Roadsides are the first and last impression that more than 90% of the state’s visitors receive, as well as tens of millions of potential visitors who are just passing through.
When I arrived in Durham twenty-six years ago to complete the last half of a four-decade career in visitor-centric economic and cultural development, Bill Johnson, a now retired NCDOT roadside engineer was deep into two, now award-winning, beautifications projects.
Today, North Carolinians and visitors to the state are greeted with 1,500 acres of wildflowers across the state as they drive along Interstates here.
Bill also started a program to recognize and preserve scenic byways along secondary roads across the state.
Soon the number will be increased to 58 covering more than 2,300 roadway miles showcasing every part of North Carolina including Durham, one of the few urban counties to set one aside, a favorite of mine astride a trusty Harley-Davidson Crossbones.
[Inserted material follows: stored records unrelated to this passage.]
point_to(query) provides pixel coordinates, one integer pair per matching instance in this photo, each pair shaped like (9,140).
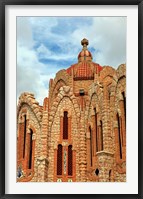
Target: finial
(84,43)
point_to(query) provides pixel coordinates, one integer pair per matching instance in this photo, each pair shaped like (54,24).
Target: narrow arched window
(90,146)
(65,125)
(24,142)
(100,139)
(119,135)
(96,129)
(70,160)
(59,160)
(110,175)
(30,149)
(124,100)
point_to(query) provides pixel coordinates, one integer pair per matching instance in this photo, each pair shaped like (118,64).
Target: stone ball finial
(84,42)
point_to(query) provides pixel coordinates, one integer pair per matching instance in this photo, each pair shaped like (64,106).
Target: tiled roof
(84,69)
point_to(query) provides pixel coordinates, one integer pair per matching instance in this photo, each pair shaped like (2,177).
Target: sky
(46,45)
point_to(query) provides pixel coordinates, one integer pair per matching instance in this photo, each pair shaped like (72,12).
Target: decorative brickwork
(79,134)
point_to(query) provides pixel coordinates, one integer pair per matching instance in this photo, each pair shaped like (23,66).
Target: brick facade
(79,134)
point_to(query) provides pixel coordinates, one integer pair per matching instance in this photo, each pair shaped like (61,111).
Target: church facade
(79,134)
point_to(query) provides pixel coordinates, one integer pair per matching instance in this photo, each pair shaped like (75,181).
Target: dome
(85,68)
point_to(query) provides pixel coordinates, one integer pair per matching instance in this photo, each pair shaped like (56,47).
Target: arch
(70,161)
(65,125)
(65,91)
(29,100)
(59,159)
(30,149)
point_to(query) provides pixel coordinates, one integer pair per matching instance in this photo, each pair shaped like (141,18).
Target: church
(79,134)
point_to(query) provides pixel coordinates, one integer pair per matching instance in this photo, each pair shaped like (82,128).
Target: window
(65,125)
(124,99)
(70,160)
(30,150)
(59,160)
(100,137)
(81,92)
(24,136)
(96,133)
(119,136)
(90,146)
(97,172)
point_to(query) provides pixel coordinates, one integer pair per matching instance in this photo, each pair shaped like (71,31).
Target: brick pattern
(94,150)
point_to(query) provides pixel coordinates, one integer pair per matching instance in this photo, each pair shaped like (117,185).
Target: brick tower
(79,134)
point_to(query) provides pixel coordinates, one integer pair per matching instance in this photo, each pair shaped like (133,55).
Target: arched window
(24,142)
(110,175)
(96,133)
(59,160)
(97,171)
(124,99)
(101,136)
(70,160)
(30,149)
(119,135)
(65,125)
(90,146)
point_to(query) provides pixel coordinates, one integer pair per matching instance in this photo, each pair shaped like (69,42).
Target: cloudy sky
(47,44)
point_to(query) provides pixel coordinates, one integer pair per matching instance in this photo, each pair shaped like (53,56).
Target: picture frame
(3,100)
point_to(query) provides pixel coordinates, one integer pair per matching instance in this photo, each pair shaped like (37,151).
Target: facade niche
(100,137)
(65,125)
(70,160)
(24,142)
(59,160)
(30,149)
(119,136)
(96,130)
(90,131)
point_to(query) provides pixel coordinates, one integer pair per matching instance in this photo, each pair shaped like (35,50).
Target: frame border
(3,3)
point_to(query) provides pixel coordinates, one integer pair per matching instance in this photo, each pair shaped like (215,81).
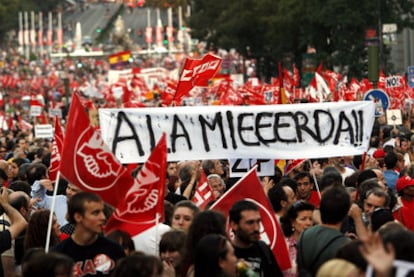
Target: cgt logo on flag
(143,195)
(91,156)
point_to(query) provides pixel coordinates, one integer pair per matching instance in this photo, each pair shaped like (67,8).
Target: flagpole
(315,180)
(52,209)
(157,221)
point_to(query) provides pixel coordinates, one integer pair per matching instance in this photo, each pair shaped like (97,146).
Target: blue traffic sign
(380,98)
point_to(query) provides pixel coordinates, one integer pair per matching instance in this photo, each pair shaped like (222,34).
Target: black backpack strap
(270,259)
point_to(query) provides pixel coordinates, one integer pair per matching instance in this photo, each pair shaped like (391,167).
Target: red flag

It is also a stated goal of NCDOT to “have well established and aesthetically pleasing forest along the highways in North Carolina.” I haven’t seen a report for this decade but from the 1960s through the 2000s, NCDOT planted about 5 million trees along roadsides here.
A good share were planted in league with the America Treeways Program, a partnership of many agencies and volunteer organizations with the National Tree Trust established in the early 1990s by the first President Bush, a Republican.
Back then, it was also a bipartisan national policy to have well established and aesthetically pleasing forests along highways.
I will never forget a sentiment expressed by Bush I during my first few months in Durham, “Every tree is a compact between generations.”
Add that to the list of intergenerational compacts that have been shattered over the past decade.
Today, in North Carolina, many legislators inexplicably work overtime to sacrifice trees along the 14% of roadways that are part of the National Highway System here where they still remain, even though protected in the state constitution.
As a result, except whenever the Governor intervenes, Carolina’s once vaunted appeal for scenic character is rapidly falling into tatters.